Hundreds of North Portland students will travel to the Columbia River Gorge and to bid good-bye to the hundreds of Chinook salmon fry they have spent the last three months raising. While the release is only the beginning of a long journey for the fish, it is the culmination of the students’ participation in the U.S. Fish and Wildlife Service’s three-month ‘Salmon in the Classroom’ program.

Thanks to the success of last year’s pilot Salmon in the Classroom program at Boise-Eliot/Humboldt Elementary School in Northeast Portland, which brought the agency’s curriculum to an urban setting for the first time, this year’s program was expanded to include fourth graders at Chief Joseph/Ockley Green Elementary School.

Developed in coordination with Portland Public Schools, the Portland Black Parent Initiative, The Urban League, The Oregon Youth Development Council, and the Service, the Salmon in the Classroom project uses salmon-themed natural resource lessons to educate elementary school students

What began with hatching salmon eggs in a classroom aquarium quickly became an engrossing way for the students to learn about the nuances of the salmon life cycle, the details of fish anatomy, and the larger importance of healthy ecosystems. The Service’s focus on landscape level conservation fits well with the holistic Science, Technology, Engineering, Arts, and Math (STEAM) program taught at Portland Public Schools.

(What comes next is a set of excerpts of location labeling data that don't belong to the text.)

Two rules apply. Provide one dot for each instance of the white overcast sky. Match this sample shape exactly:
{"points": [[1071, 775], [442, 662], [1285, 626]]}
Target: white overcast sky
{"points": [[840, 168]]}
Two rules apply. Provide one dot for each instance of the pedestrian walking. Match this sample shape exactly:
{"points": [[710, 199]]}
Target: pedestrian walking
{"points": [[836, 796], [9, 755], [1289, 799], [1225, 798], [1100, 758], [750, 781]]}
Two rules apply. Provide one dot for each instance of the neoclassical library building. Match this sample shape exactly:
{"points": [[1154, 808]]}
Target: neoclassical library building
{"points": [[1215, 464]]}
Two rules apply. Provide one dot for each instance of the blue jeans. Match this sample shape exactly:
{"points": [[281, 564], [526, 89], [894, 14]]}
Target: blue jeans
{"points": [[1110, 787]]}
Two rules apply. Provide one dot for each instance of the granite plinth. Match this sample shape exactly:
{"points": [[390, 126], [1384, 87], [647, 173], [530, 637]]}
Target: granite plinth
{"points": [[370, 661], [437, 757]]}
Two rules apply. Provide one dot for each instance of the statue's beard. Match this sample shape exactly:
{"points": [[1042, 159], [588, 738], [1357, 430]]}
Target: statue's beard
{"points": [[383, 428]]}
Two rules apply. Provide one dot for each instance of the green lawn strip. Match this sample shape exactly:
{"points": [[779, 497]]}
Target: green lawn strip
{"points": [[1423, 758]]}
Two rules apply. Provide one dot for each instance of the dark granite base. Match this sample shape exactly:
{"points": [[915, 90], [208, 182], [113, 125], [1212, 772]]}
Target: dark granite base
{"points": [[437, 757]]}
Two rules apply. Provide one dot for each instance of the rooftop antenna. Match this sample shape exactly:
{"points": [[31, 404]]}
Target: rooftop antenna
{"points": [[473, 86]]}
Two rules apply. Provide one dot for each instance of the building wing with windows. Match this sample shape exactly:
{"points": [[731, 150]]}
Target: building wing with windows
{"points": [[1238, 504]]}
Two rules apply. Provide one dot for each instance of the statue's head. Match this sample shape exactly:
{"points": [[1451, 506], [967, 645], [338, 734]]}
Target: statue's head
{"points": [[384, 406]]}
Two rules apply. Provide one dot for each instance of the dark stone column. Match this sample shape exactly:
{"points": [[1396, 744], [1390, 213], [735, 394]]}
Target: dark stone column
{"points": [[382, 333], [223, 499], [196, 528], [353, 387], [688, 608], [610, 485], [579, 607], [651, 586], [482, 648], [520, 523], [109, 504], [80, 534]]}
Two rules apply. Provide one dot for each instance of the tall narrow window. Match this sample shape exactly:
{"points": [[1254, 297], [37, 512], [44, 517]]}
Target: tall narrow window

From the creative ‘Fashion a Fish’ project to the hands-on fish dissection, students were able to integrate salmon into each of their subjects and learn about how caring for their watershed can help salmon, the estimated 137 species that depend on them, and, of course, people.

“We want to foster environmental stewardship by connecting people of all ages with nature,” said Julie Collins, Acting Assistant Regional Director-Fishery Resources. “Salmon in the Classroom is a wonderful opportunity to both bring nature directly into the classroom and let students visit a National Fish Hatchery. It’s a great way to inspire our next generations of scientists to take care of our next generation of fish.”